I am a tenured Associate Professor of Cognitive Science, at the University of Reading, UK, affiliated to the Centre for Integrative Neuroscience and Neurodynamics, and the School of Psychology and Clinical Language Sciences. I conduct and supervise research combining empirical work and mathematical modelling, at both cellular and systemic levels, to understand how interaction with the environment supports experience, in vision and touch. We use psychophysics, electrophysiology and neuroimaging methods, as well as mathematical modelling.
Before starting in Reading, I was a postdoctoral Research Assistant at Goldsmiths Univ.
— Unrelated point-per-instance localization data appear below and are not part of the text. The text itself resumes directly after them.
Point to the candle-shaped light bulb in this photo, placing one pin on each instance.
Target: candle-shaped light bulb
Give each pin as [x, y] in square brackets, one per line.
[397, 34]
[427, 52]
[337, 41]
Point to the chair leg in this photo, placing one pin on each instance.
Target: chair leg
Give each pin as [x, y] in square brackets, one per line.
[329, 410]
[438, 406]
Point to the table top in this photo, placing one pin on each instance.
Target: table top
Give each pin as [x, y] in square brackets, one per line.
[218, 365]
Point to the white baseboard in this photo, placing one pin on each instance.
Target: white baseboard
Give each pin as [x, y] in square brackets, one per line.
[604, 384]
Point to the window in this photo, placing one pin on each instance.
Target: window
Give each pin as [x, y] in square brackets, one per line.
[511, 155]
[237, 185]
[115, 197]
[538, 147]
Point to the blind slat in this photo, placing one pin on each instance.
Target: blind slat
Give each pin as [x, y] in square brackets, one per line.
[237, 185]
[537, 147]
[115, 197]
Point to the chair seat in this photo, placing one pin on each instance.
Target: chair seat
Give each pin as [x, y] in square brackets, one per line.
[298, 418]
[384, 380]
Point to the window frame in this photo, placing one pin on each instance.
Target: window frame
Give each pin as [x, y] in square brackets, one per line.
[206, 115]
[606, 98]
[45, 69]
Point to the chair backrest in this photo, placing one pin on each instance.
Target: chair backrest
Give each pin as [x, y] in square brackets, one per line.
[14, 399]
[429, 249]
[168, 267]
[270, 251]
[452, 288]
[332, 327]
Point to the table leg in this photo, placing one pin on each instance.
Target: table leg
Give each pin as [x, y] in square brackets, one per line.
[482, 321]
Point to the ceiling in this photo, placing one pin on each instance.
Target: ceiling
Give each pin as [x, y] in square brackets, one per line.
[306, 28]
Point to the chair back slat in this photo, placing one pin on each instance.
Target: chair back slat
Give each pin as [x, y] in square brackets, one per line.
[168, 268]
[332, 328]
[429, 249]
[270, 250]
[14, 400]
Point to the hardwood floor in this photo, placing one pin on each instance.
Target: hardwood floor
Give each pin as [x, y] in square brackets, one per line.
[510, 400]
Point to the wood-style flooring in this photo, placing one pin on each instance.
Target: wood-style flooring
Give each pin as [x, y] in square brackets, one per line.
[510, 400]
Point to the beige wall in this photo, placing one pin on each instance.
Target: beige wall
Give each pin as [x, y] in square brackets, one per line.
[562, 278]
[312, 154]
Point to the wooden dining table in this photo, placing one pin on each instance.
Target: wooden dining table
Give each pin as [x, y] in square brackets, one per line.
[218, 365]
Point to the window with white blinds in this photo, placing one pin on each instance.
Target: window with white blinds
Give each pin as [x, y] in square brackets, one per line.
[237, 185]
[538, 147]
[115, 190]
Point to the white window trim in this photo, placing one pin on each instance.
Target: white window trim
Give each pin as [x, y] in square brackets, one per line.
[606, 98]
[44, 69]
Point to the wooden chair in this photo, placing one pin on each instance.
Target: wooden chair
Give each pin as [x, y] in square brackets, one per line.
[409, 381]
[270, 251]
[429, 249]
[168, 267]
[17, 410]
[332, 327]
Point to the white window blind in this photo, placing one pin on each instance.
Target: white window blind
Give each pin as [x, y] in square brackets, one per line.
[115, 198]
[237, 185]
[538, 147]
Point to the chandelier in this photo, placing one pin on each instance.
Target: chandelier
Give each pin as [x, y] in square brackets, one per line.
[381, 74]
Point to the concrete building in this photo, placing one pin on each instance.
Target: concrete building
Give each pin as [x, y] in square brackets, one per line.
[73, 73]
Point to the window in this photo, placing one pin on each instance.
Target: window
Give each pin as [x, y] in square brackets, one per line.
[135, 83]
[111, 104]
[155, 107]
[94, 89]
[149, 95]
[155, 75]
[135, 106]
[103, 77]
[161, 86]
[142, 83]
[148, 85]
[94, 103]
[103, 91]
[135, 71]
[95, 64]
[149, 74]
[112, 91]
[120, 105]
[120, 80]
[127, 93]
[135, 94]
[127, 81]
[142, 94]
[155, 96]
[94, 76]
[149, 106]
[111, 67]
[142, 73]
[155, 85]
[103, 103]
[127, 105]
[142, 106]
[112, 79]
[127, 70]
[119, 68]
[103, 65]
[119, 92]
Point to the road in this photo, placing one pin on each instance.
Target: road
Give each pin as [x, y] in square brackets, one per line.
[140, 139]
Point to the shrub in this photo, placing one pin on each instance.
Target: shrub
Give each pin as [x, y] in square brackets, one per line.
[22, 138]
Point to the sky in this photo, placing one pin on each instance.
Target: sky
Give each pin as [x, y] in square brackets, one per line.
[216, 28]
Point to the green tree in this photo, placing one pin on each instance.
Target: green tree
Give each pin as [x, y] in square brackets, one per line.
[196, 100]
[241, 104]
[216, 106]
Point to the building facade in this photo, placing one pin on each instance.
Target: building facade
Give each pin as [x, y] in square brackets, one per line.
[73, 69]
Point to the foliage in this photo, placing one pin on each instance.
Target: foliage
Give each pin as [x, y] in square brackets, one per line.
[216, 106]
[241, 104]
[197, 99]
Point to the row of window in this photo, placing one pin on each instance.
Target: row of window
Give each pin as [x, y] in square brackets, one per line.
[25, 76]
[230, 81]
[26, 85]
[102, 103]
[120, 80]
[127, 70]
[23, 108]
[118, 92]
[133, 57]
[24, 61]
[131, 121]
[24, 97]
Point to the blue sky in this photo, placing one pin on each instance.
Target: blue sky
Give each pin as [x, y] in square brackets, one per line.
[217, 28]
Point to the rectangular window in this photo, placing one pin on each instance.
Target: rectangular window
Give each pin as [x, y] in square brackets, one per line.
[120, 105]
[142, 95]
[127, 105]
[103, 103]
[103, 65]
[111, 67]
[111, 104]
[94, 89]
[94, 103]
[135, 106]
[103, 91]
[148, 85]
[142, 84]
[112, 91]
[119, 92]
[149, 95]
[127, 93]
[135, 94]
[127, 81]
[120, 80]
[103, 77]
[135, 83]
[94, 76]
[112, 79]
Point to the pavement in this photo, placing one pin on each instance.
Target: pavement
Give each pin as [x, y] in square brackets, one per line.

London, where I developed a theoretical framework for information processing based on interaction, as an alternative to computationalism. Before that, I was the recipient of a Fellowship for Prospective Researchers, awarded by Swiss National Science Foundation, which I used to join Prof. Murray Shanahan's Cognitive Robotics group at Imperial College London. During this time, I contributed to the development of NeMo, a modelling platform for spiking neurons using GPUs.
I completed my doctoral studies at the Swiss Centre for Affective Sciences, at the University of Geneva, under the supervision of Prof. Klaus Scherer and Prof. David Sander. My research aimed at characterizing the unfolding of attentional resources to the processing of emotion-laden information. I employed a number of experimental paradigms, including the modulation of the attentional blink, and tailored psychophysical paradigms to assess the minimum display duration necessary to make a correct gender decision on emotional faces.
Before my doctoral studies, I was an RA in Prof. Diego Pizzagalli's Affective Neuroscience Lab, at Harvard University. And before that, I completed studies in cognitive science (BSc, MSc), and computer science (BSc).